Il y a dix ans, New Balance était perçue comme une marque de running sérieuse avec un positionnement un peu ambigu — ni le prestige de Nike, ni le streetwear d’Adidas. Aujourd’hui, c’est l’une des marques de sneakers les plus désirées par les 18-35 ans dans plusieurs marchés asiatiques. Que s’est-il passé ?

La reconquête par le Japon

Le Japon est le laboratoire qu’il faut comprendre. Historiquement, le consommateur japonais de sneakers a une relation particulière avec les marques américaines “authentiques” — celles qui ont une vraie histoire, une vraie fabrication, un vrai héritage. New Balance, avec sa production partielle aux États-Unis (les modèles fabriqués en Nouvelle-Angleterre, estampillés “Made in USA”) et ses silhouettes running reconnaissables, correspondait à ce schéma.

Mais ce qui a vraiment déclenché la résurgence, c’est le circuit des collaborations.

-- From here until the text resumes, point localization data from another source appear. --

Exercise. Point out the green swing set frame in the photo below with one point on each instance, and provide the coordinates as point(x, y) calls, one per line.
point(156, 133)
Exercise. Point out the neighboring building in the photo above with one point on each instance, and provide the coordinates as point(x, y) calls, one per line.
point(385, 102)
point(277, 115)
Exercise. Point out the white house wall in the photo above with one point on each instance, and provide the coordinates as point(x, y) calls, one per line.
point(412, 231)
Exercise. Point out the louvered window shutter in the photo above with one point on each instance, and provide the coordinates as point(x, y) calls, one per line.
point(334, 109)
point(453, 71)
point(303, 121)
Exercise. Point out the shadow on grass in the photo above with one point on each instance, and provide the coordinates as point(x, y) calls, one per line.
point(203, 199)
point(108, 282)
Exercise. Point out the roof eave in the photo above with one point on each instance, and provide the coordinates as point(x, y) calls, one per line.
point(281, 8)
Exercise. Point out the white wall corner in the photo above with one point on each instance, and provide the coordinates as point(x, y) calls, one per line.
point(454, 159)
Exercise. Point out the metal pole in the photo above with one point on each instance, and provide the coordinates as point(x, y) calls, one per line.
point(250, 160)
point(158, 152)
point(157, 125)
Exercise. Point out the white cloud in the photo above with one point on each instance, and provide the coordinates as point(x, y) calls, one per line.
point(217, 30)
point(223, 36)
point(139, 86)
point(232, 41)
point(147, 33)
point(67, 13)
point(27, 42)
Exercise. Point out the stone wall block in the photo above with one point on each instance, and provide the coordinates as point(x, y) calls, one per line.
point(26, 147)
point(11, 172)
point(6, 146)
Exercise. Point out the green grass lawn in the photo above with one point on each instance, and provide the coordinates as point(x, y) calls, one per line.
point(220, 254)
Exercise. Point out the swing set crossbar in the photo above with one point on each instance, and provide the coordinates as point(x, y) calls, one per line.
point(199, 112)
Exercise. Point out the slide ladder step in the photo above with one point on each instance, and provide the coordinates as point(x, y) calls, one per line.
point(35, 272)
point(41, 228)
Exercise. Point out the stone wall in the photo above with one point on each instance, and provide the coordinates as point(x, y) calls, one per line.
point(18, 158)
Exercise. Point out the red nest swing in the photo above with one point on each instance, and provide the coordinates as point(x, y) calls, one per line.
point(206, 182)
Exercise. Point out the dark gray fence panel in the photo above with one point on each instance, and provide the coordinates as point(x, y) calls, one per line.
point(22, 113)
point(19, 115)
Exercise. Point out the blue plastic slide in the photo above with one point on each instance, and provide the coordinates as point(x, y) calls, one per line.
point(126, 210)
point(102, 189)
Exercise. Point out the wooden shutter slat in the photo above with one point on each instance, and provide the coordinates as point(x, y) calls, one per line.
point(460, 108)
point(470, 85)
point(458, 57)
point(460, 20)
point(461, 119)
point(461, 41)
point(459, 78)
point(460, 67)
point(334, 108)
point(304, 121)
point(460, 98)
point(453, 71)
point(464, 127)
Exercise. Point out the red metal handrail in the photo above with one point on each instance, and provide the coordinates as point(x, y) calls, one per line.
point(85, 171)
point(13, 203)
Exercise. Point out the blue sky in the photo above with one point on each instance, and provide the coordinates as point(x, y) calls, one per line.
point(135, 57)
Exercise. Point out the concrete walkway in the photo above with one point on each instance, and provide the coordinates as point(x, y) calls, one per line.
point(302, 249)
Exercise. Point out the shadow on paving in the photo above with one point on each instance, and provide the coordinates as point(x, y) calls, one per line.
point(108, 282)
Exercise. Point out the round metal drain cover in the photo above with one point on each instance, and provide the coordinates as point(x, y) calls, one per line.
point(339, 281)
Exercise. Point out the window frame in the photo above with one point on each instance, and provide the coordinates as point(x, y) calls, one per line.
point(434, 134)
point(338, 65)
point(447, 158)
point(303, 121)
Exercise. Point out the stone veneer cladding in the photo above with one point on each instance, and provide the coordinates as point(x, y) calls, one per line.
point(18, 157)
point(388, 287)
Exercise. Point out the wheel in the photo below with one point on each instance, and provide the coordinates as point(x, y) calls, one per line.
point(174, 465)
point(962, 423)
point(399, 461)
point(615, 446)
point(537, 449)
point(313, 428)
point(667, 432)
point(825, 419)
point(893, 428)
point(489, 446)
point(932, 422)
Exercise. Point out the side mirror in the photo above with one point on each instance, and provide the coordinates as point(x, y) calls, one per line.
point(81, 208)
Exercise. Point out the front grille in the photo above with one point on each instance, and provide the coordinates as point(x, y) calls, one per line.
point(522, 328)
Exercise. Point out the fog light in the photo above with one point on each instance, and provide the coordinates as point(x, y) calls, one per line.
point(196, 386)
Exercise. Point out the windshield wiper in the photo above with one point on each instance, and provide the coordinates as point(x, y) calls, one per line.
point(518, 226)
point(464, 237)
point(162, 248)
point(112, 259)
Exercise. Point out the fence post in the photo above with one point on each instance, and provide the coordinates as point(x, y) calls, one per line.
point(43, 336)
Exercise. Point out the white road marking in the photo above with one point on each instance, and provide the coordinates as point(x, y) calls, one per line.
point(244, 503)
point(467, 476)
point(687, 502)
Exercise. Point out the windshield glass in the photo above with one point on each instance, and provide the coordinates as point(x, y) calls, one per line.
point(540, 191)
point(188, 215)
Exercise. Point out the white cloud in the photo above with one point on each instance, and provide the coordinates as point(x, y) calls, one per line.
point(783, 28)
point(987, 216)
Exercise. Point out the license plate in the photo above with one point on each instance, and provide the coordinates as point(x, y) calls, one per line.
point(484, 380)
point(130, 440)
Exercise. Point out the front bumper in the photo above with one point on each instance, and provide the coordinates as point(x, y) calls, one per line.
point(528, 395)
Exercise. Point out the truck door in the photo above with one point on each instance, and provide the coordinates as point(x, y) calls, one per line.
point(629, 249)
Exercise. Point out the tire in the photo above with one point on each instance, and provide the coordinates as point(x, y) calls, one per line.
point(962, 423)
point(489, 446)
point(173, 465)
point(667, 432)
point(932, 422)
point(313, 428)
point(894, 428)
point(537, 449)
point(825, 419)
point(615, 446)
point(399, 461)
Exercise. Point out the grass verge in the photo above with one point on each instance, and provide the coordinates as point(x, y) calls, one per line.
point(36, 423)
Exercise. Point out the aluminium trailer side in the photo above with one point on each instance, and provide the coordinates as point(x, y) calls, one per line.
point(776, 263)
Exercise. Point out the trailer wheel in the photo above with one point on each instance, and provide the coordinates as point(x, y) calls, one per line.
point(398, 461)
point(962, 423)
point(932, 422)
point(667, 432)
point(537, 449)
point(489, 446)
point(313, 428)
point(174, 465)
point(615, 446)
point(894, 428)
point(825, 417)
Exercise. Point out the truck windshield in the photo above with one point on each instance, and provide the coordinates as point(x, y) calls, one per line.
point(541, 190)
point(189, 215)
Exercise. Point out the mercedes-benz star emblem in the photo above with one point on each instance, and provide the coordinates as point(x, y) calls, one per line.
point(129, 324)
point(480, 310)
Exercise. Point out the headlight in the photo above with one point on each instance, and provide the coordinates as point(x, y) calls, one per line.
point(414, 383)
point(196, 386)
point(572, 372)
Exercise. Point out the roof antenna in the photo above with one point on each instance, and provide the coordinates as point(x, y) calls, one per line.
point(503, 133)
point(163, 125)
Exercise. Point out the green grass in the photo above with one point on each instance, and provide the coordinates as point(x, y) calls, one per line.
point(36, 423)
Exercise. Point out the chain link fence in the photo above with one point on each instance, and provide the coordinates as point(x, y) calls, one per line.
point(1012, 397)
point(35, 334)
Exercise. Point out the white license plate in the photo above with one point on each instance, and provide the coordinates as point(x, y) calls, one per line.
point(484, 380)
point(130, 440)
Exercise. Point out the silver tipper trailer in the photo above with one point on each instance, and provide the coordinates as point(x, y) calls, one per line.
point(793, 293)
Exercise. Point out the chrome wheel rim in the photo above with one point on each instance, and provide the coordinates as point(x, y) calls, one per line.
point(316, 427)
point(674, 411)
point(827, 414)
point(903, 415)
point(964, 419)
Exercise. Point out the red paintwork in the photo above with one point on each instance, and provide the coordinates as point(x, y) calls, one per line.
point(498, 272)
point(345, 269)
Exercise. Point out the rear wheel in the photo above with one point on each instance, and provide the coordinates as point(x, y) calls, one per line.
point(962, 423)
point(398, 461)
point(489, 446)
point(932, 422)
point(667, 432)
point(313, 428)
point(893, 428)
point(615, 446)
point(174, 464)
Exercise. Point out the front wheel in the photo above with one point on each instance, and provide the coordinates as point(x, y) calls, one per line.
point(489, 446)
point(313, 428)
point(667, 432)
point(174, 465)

Des collab avec des détaillants japonais (Mita, Paperboy, Concepts), avec des designers, avec des maisons — chacune réinterprétant un colorway ou un matériau de la 990, 991 ou 993.

Le modèle est efficace : une collaboration génère de l’attention sur les réseaux, crée de la rareté artificielle, et repositionne la marque dans un registre culturel sans toucher aux gammes grand public.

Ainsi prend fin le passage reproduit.